3. Longest Substring Without Repeating Characters

Solving the problem of finding the longest substring without repeating characters in C++.

Felix Pultar
Felix Pultar

Problem Statement

The problem is taken from LeetCode.

Initial Solution: Hash Set and Sliding Window

Instead of going through the std::string multiple times, we use the sliding window technique. We keep track of a global max, as well as two pointers low and high, all initialized to 0. Characters seen already will be stored in a std::unordered_set<char>. We iterate in a while loop with the condition high < s.size(). We do not use a for loop as we might enter the loop multiple times with identical end pointer in case we need to erase multiple characters from the set. In each iteration we check if the character associated with the high pointer is already in the set. If so, we add it, increase the pointer by 1, and calculate the global max as std::max of previous max and the difference high - low. In case find the current character in the set, we erase it from the set and increase the low pointer. This branch of the code may be executed multiple times with the same high pointer. Later, we take a refined approach to tackle this redudancy in checks. Here is the code:

class Solution {
public:
    int lengthOfLongestSubstring(string s) {
        // sliding window and std::unordered_set
        std::unordered_set<char> set;
        int max = 0;
        auto low = 0, high = 0;
        while (high < s.size()) {
            auto result = set.find(s[high]);
            if (result == set.end()) {
                set.insert(s[high]);
                high++;
                max = std::max(max, high - low);
            }
            else {
                set.erase(s[low]);
                low++;
            }
        }
        return max;
    }
};

Improved Solution

We can save the overhead associated with std::unordered_set by using a std::vector<bool> instead.
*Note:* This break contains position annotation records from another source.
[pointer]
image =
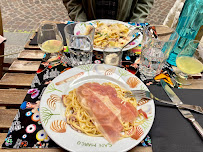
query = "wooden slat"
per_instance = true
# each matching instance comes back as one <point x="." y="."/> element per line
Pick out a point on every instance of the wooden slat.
<point x="34" y="150"/>
<point x="16" y="80"/>
<point x="6" y="117"/>
<point x="12" y="96"/>
<point x="23" y="66"/>
<point x="31" y="55"/>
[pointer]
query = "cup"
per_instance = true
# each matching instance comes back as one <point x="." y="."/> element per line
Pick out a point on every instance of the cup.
<point x="79" y="38"/>
<point x="157" y="43"/>
<point x="112" y="56"/>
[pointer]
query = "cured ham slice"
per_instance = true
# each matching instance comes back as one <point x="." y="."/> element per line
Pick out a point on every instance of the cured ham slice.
<point x="105" y="109"/>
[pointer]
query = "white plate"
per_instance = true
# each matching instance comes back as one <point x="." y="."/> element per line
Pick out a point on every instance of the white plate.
<point x="73" y="140"/>
<point x="81" y="27"/>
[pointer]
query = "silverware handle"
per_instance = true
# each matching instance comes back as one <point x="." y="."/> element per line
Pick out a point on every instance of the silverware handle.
<point x="186" y="106"/>
<point x="192" y="107"/>
<point x="197" y="127"/>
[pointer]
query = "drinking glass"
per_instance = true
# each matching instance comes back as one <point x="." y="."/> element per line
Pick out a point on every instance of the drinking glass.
<point x="189" y="61"/>
<point x="79" y="38"/>
<point x="158" y="40"/>
<point x="50" y="41"/>
<point x="112" y="56"/>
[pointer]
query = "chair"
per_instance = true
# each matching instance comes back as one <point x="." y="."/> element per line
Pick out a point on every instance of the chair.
<point x="1" y="47"/>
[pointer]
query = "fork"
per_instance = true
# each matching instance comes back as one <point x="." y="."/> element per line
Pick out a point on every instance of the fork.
<point x="143" y="94"/>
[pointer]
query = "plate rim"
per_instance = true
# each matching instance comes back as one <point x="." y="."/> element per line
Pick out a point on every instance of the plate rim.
<point x="125" y="23"/>
<point x="61" y="145"/>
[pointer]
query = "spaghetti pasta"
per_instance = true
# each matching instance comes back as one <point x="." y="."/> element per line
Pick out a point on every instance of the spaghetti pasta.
<point x="80" y="120"/>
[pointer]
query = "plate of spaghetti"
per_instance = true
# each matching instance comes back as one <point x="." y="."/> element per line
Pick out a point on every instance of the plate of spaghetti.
<point x="85" y="109"/>
<point x="110" y="34"/>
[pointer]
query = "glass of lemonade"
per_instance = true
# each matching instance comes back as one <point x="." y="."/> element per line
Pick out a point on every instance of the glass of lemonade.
<point x="158" y="40"/>
<point x="50" y="41"/>
<point x="80" y="38"/>
<point x="189" y="61"/>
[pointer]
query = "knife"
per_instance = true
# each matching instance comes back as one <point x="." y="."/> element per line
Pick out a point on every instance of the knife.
<point x="186" y="113"/>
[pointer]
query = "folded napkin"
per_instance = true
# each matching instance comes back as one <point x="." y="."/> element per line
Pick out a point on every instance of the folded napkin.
<point x="171" y="132"/>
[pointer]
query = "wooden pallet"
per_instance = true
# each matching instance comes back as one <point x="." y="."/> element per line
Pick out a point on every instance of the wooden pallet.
<point x="13" y="88"/>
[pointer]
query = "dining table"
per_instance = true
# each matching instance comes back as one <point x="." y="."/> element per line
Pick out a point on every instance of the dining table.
<point x="17" y="82"/>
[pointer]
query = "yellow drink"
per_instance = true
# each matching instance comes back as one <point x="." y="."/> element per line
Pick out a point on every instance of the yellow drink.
<point x="189" y="65"/>
<point x="52" y="46"/>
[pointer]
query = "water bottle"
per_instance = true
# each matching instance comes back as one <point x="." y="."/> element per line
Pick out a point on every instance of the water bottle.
<point x="190" y="23"/>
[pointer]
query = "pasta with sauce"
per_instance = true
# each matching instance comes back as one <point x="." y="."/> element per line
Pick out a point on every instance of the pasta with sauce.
<point x="78" y="118"/>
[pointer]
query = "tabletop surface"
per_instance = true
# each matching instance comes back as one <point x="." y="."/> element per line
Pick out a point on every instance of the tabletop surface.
<point x="17" y="80"/>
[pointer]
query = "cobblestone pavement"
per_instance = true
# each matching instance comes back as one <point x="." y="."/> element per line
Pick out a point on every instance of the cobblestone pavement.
<point x="24" y="15"/>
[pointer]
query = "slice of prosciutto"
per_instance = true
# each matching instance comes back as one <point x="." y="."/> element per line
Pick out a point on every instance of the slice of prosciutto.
<point x="105" y="109"/>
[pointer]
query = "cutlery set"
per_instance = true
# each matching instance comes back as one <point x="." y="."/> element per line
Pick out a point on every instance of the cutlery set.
<point x="175" y="101"/>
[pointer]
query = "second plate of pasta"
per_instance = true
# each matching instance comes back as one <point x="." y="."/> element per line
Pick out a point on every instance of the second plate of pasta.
<point x="111" y="34"/>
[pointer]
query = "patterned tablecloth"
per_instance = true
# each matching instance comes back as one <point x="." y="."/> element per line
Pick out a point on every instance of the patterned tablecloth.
<point x="26" y="129"/>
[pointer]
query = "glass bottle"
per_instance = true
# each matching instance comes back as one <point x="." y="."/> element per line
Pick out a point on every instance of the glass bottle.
<point x="189" y="24"/>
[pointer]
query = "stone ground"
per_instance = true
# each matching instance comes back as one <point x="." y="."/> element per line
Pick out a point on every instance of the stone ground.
<point x="21" y="18"/>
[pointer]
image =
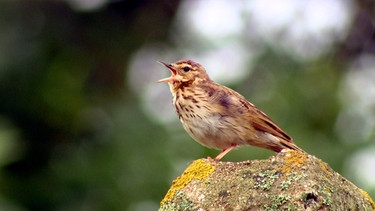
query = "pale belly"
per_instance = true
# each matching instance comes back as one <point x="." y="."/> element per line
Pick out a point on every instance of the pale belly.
<point x="214" y="131"/>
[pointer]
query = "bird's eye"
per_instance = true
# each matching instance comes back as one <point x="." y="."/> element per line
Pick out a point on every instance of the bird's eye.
<point x="186" y="69"/>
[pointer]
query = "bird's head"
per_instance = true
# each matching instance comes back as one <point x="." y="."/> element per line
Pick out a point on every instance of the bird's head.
<point x="185" y="73"/>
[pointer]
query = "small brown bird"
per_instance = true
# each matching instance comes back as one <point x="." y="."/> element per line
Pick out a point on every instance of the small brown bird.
<point x="217" y="116"/>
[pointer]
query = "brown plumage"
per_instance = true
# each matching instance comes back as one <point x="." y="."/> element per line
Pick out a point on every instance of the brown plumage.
<point x="217" y="116"/>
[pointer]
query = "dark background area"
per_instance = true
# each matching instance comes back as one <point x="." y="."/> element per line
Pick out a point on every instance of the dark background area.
<point x="74" y="131"/>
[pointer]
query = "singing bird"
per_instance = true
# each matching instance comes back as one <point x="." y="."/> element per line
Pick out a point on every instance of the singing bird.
<point x="217" y="116"/>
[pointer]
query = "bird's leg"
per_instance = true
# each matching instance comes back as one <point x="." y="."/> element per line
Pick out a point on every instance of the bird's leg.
<point x="224" y="152"/>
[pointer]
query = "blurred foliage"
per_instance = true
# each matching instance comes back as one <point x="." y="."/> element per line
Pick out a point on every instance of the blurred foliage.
<point x="74" y="137"/>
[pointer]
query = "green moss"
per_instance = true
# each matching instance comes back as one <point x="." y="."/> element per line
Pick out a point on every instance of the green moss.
<point x="199" y="169"/>
<point x="265" y="180"/>
<point x="277" y="202"/>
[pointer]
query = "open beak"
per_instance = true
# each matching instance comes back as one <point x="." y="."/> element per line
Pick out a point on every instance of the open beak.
<point x="173" y="71"/>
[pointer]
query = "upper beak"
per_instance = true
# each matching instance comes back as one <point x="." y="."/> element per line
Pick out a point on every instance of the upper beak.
<point x="173" y="71"/>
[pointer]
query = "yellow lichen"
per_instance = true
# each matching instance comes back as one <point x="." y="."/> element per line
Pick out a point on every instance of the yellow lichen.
<point x="294" y="160"/>
<point x="325" y="168"/>
<point x="368" y="197"/>
<point x="199" y="169"/>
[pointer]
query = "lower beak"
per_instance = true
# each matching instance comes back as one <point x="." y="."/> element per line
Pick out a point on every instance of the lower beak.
<point x="173" y="71"/>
We set the size of the std::vector large enough to provide space for all ASCII characters (18 or 256). The code remains unchanged otherwise:

class Solution {
public:
    int lengthOfLongestSubstring(string s) {
        // subsitute std::unordered_set for std::vector
        std::vector<bool> set(128);
        int max = 0;
        auto low = 0, high = 0;
        while (high < s.size()) {
            if (!set[s[high]]) {
                set[s[high]] = true;
                high++;
                max = std::max(max, high - low);
            }
            else {
                set[s[low]] = false;
                low++;
            }
        }
        return max;
    }
};

Further Refinement

We can improve the running time from $2N$ to $N$ if we store the idx of each character in the set instead of a plain bool, which only marks the presence or absence of a character. In each iteration, we calculate low as the std::max of the previous low and the stored idx of the current character. The global max is calculated as the std::max of the old value for max and the difference high - low. The position of the current character is saved in the std::vector. In order to avoid a length of 0 for a string of 1 character, we start low from -1, similarly to the default values in the set. This approach removes the redundant computations mentioned in the initial solution. Here is the code:

class Solution {
public:
    int lengthOfLongestSubstring(string s) {
        // set stores index of character
        std::vector<int> set(128, -1);
        auto max = 0;
        for (auto low = -1, high = 0; high < s.size(); ++high) {
            auto current = s[high];
            low = std::max(low, set[current]);
            max = std::max(max, high - low);
            set[current] = high;
        }
        return max;
    }
};